Aujourd’hui, la contraception repose essentiellement sur les femmes, hormis les préservatifs. Étant les premières concernées en cas de grossesse non désirée, elles ont facilement accepté l’idée de la pilule contraceptive dans les années 1960. Et les hommes dans tout ça ? Aucun projet de pilule contraceptive masculine n’a pu aboutir en 60 ans. S’il y a eu des molécules candidates, il n’y a pas eu les financements permettant de passer à l’étape des essais cliniques chez l'homme. Sur ce sujet, les laboratoires pharmaceutiques sont frileux : les hommes accepteront-ils d’être inféconds ? Pourtant, les mentalités changent et beaucoup d’hommes souhaitent désormais être acteurs de la contraception du couple. Partant de ce postulat, une société américaine a mis au point un implant contraceptif masculin.

Une pose non invasive, sans scalpel

Dans le détail, quatre hommes ont pu être inclus dans la première étude clinique menée par la société américaine, à Melbourne en Australie. Les travaux de recherche sont supervisés par un urologue. Une autre originalité de l’implant est son mode de pose qui ne nécessite pas de scalpel. Un brevet est en cours sur le dispositif d’administration non invasif.

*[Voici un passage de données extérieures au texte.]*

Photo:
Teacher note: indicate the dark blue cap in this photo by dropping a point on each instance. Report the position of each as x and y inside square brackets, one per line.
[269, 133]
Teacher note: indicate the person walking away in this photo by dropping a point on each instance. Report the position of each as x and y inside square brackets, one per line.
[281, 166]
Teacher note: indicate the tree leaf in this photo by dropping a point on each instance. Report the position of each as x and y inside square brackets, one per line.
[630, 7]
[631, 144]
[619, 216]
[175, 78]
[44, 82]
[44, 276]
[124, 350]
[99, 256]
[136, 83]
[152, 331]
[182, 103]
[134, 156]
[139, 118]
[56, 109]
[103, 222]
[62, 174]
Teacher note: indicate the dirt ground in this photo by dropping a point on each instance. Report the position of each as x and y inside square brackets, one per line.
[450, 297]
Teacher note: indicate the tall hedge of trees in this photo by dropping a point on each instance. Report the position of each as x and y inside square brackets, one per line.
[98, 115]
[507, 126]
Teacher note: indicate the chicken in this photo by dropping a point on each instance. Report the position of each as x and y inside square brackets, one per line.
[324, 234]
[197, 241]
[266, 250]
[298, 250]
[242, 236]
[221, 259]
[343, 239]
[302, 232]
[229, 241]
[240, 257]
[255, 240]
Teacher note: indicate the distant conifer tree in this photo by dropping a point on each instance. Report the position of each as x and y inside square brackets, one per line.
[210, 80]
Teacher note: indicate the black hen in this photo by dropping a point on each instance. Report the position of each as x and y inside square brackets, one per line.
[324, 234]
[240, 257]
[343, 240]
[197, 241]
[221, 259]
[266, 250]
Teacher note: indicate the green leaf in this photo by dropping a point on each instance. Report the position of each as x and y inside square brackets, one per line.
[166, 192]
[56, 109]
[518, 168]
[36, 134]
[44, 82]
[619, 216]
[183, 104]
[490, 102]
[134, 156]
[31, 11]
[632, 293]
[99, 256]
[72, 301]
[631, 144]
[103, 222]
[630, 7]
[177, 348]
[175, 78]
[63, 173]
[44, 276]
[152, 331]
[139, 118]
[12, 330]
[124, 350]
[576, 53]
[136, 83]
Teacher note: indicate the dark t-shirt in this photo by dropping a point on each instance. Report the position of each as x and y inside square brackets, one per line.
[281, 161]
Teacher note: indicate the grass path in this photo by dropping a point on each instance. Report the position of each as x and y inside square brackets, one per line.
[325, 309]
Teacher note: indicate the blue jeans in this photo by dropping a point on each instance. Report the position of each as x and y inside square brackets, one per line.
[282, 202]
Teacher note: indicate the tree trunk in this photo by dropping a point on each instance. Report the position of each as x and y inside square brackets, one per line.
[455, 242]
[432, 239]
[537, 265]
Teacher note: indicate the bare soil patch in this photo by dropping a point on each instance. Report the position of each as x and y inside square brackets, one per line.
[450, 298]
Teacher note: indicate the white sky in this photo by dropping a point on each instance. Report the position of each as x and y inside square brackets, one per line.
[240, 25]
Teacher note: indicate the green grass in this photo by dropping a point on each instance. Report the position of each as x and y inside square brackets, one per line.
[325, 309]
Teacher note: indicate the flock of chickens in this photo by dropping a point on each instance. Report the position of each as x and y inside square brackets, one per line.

L'implant bloque les spermatozoïdes dans le canal déférent. © Tatiana Shepeleva, Fotolia
L'implant bloque les spermatozoïdes dans le canal déférent. © Tatiana Shepeleva, Fotolia

Une contraception réversible et non hormonale

Le concept de l’implant Adam est le suivant. Il est constitué d’hydrogel et il est positionné de telle sorte qu’il obstrue le flux de sperme à travers les canaux déférents. Pour mémoire, le canal déférent est le canal qui permet le transport des spermatozoïdes des testicules vers la prostate. Avec l’implant, l’homme peut toujours éjaculer mais son sperme est dépourvu de spermatozoïdes : il est donc non fécond.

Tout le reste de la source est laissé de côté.